CodePudding user response:
You can simplify the query a bit. Start with this subquery to retrieve your Event table including an end_datetime. Using the LEAD windowing function.
SELECT id, start_datetime,
LEAD (start_datetime, 1) OVER (ORDER BY start_datetime ASC)
FROM Event
Will this make the query faster? Probably: LEAD()

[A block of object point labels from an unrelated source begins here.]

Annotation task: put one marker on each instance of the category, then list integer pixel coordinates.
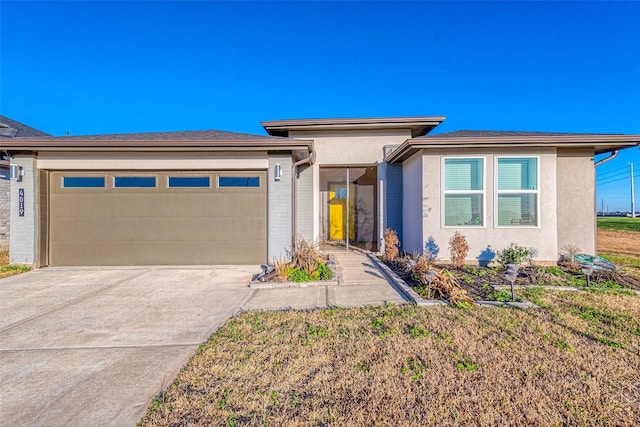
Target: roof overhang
(300, 148)
(418, 125)
(598, 143)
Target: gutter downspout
(294, 177)
(612, 155)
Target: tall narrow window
(463, 192)
(518, 191)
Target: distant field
(619, 223)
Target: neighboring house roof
(418, 125)
(496, 140)
(190, 135)
(10, 128)
(202, 140)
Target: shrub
(323, 272)
(391, 243)
(514, 254)
(304, 256)
(299, 275)
(458, 248)
(570, 250)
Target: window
(134, 181)
(463, 192)
(517, 191)
(83, 182)
(189, 181)
(238, 181)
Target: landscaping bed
(480, 282)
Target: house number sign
(21, 201)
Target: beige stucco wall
(413, 192)
(152, 161)
(576, 199)
(543, 237)
(351, 147)
(335, 148)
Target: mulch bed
(480, 282)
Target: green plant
(570, 250)
(513, 254)
(323, 272)
(418, 332)
(298, 275)
(458, 249)
(391, 243)
(501, 295)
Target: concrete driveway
(93, 346)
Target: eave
(300, 148)
(418, 125)
(599, 143)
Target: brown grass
(619, 242)
(574, 362)
(7, 269)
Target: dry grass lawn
(7, 269)
(576, 361)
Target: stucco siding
(24, 230)
(412, 200)
(392, 193)
(351, 148)
(576, 199)
(491, 237)
(5, 211)
(279, 210)
(304, 203)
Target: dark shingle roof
(192, 135)
(496, 133)
(10, 128)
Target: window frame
(134, 187)
(189, 187)
(444, 192)
(498, 192)
(83, 187)
(232, 176)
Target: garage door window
(238, 181)
(134, 181)
(189, 182)
(83, 182)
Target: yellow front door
(341, 210)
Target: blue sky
(102, 67)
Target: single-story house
(214, 197)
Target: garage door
(160, 218)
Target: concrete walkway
(93, 346)
(360, 284)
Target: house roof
(202, 140)
(496, 140)
(10, 128)
(418, 125)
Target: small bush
(323, 272)
(391, 243)
(299, 275)
(514, 254)
(458, 248)
(570, 250)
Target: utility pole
(633, 199)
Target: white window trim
(444, 192)
(496, 220)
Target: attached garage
(157, 217)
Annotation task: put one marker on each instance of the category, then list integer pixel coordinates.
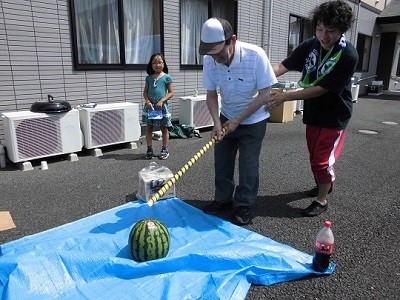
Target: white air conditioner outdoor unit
(30, 135)
(107, 124)
(193, 111)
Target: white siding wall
(36, 60)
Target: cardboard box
(151, 179)
(283, 113)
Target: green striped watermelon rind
(149, 239)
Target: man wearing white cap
(244, 75)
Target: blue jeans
(247, 140)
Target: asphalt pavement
(364, 206)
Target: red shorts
(324, 147)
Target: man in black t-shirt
(327, 63)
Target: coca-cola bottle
(323, 248)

is generally more efficient than MIN() ... LEFT JOIN ... GROUP BY
because it has to wrangle less data.
Then use it with your (correct) logic to join the Activity table. Using a Common Table Expression, the query now looks like this.
WITH StartEnd AS (
SELECT
id, start_datetime,
LEAD (start_datetime, 1) OVER (ORDER BY start_datetime ASC) end_datetime
FROM Event a
)
SELECT StartEnd.id EventId, StartEnd.start_datetime, StartEnd.end_datetime,
Activity.id ActivityId, Activity.log_datetime
FROM StartEnd
LEFT JOIN Activity
ON Activity.log_datetime >= StartEnd.start_datetime
AND ( Activity.log_datetime < StartEnd.end_datetime
OR StartEnd.end_datetime IS NULL)
ORDER BY StartEnd.start_datetime, Activity.log_datetime;
I suspect an index on Event (start_datetime)

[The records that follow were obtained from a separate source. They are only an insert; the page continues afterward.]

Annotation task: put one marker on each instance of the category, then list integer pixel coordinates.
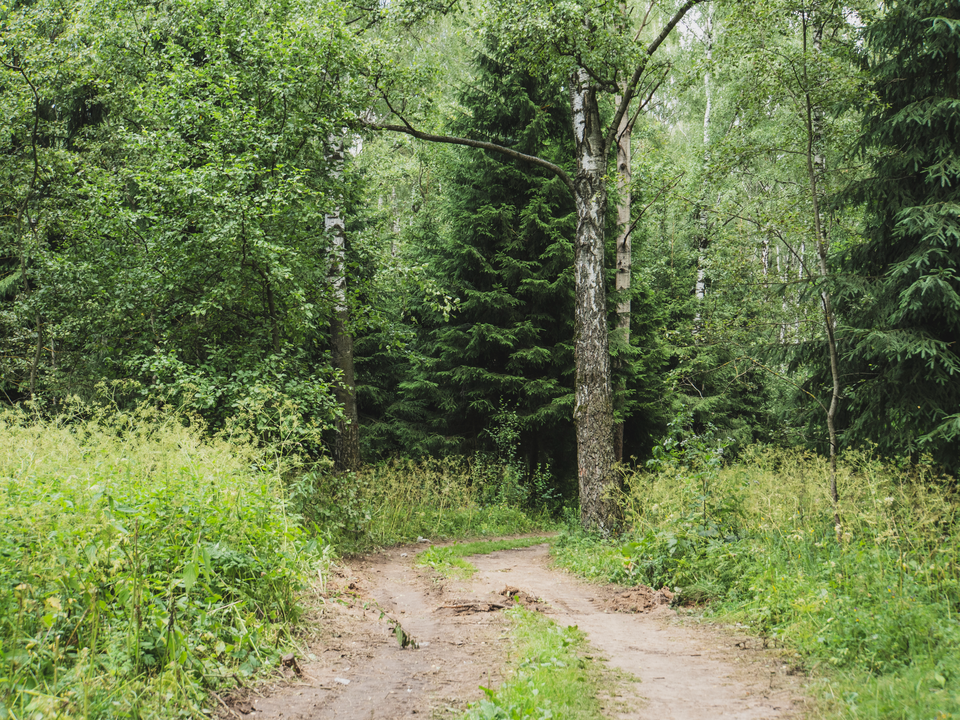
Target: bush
(140, 563)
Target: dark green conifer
(901, 345)
(507, 253)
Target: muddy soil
(670, 667)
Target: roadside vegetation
(145, 564)
(448, 560)
(869, 607)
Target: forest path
(360, 672)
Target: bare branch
(631, 86)
(453, 140)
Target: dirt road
(672, 668)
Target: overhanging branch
(631, 86)
(453, 140)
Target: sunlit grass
(449, 560)
(552, 674)
(873, 614)
(403, 500)
(141, 564)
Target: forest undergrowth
(145, 565)
(869, 608)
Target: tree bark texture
(816, 168)
(347, 449)
(624, 253)
(593, 411)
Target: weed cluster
(139, 565)
(552, 678)
(875, 610)
(401, 500)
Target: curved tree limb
(631, 86)
(453, 140)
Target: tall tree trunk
(816, 167)
(593, 411)
(703, 237)
(347, 450)
(624, 260)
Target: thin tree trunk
(703, 237)
(593, 411)
(624, 261)
(347, 450)
(816, 165)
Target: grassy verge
(141, 565)
(402, 500)
(875, 614)
(448, 560)
(554, 677)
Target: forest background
(222, 212)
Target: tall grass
(875, 612)
(401, 500)
(141, 564)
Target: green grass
(448, 559)
(141, 565)
(399, 501)
(553, 675)
(875, 615)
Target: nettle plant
(697, 521)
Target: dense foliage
(903, 313)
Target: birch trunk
(347, 450)
(624, 256)
(816, 169)
(703, 239)
(593, 411)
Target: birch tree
(600, 56)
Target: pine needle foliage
(901, 345)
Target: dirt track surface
(360, 672)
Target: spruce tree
(506, 251)
(902, 340)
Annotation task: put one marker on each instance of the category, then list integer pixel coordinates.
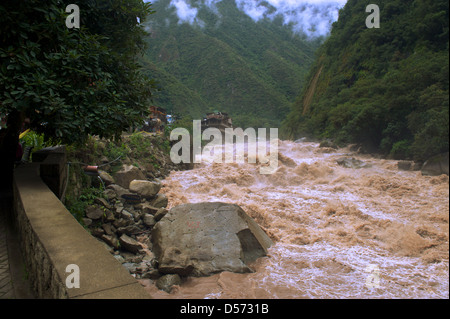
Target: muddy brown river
(338, 232)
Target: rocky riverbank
(119, 203)
(130, 218)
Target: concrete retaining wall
(51, 239)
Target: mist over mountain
(310, 17)
(240, 57)
(385, 88)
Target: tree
(70, 83)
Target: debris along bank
(125, 211)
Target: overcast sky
(313, 17)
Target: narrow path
(14, 283)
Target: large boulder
(437, 165)
(351, 162)
(145, 188)
(129, 244)
(205, 238)
(127, 174)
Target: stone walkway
(13, 281)
(6, 287)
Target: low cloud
(311, 17)
(185, 12)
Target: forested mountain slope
(387, 87)
(223, 60)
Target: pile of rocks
(124, 218)
(189, 240)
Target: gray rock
(131, 267)
(87, 221)
(352, 163)
(166, 282)
(122, 222)
(152, 274)
(107, 228)
(173, 261)
(119, 259)
(160, 201)
(106, 178)
(94, 212)
(127, 174)
(126, 215)
(145, 188)
(437, 165)
(129, 244)
(146, 208)
(119, 190)
(209, 238)
(102, 202)
(111, 240)
(160, 213)
(149, 220)
(129, 230)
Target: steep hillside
(225, 61)
(385, 88)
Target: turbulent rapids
(373, 232)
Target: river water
(374, 232)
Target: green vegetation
(227, 63)
(70, 82)
(77, 206)
(385, 88)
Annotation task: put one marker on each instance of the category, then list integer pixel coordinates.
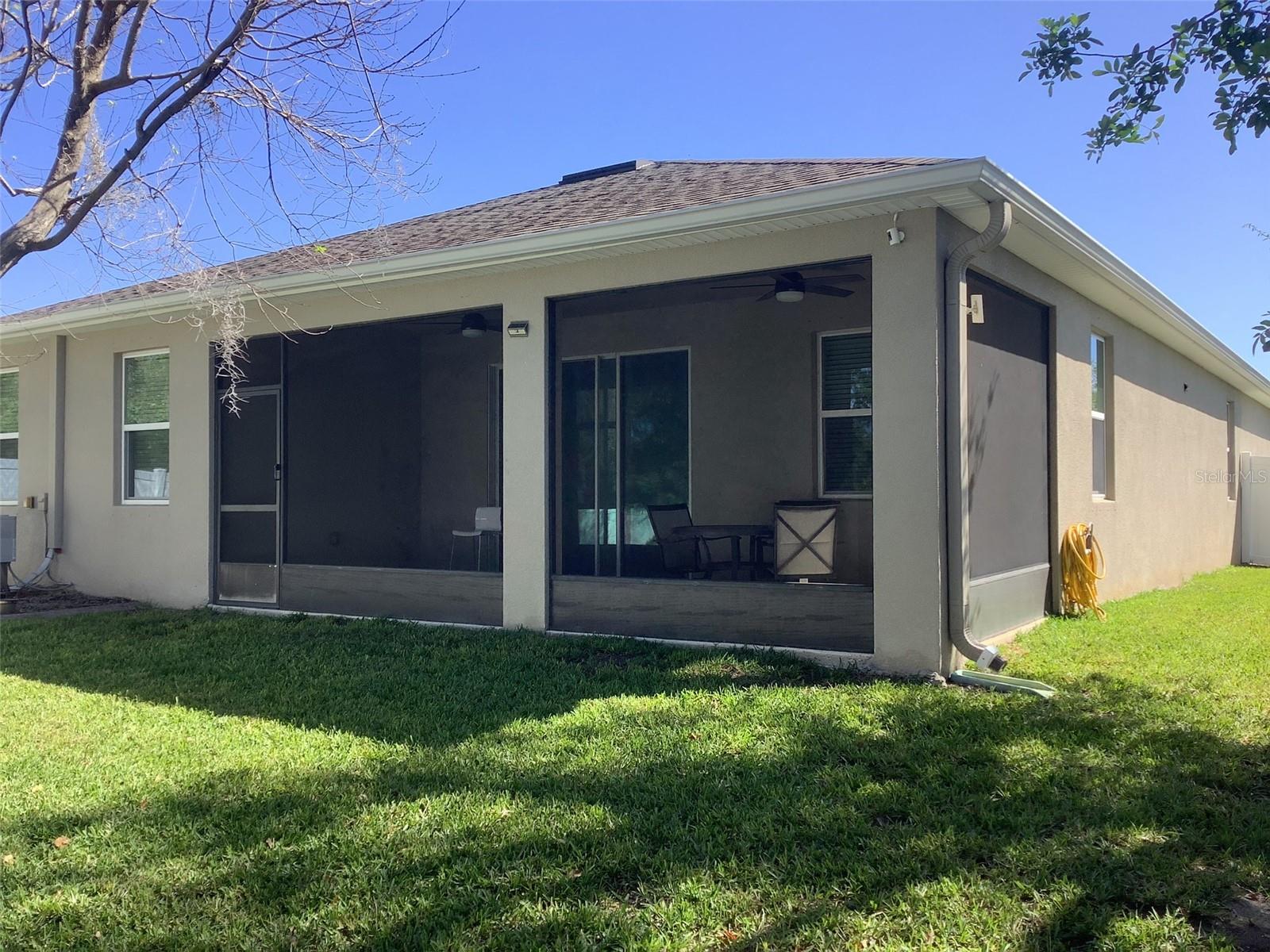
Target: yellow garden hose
(1081, 558)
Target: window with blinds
(146, 427)
(1100, 414)
(10, 436)
(846, 414)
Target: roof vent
(605, 171)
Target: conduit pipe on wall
(956, 463)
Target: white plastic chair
(489, 520)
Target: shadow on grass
(381, 679)
(610, 824)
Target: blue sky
(556, 88)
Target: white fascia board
(525, 249)
(922, 186)
(1160, 317)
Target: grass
(241, 782)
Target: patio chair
(683, 556)
(489, 520)
(804, 543)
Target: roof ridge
(549, 207)
(840, 160)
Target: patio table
(755, 531)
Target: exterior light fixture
(473, 325)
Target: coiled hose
(1083, 564)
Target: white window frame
(14, 435)
(1104, 416)
(822, 414)
(125, 428)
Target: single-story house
(925, 346)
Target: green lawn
(245, 782)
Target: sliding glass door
(624, 446)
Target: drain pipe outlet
(956, 463)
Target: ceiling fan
(473, 324)
(791, 287)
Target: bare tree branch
(219, 102)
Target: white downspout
(956, 463)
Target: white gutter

will help. And so will an index on Activity(log_datetime)
. You can omit id
from those indexes because id
is the PK on both tables and is implicitly part of any other index.
But to be sure, when you run this query with your real data in SSMS, right-click in the query window, choose Show Actual Execution Plan, then run the query and examine the plan. Those Actual plans sometimes suggest appropriate indexes.
Common Table Expressions definitely make queries easier to read. And the way the query planner works, they don't harm performance compared to using subqueries.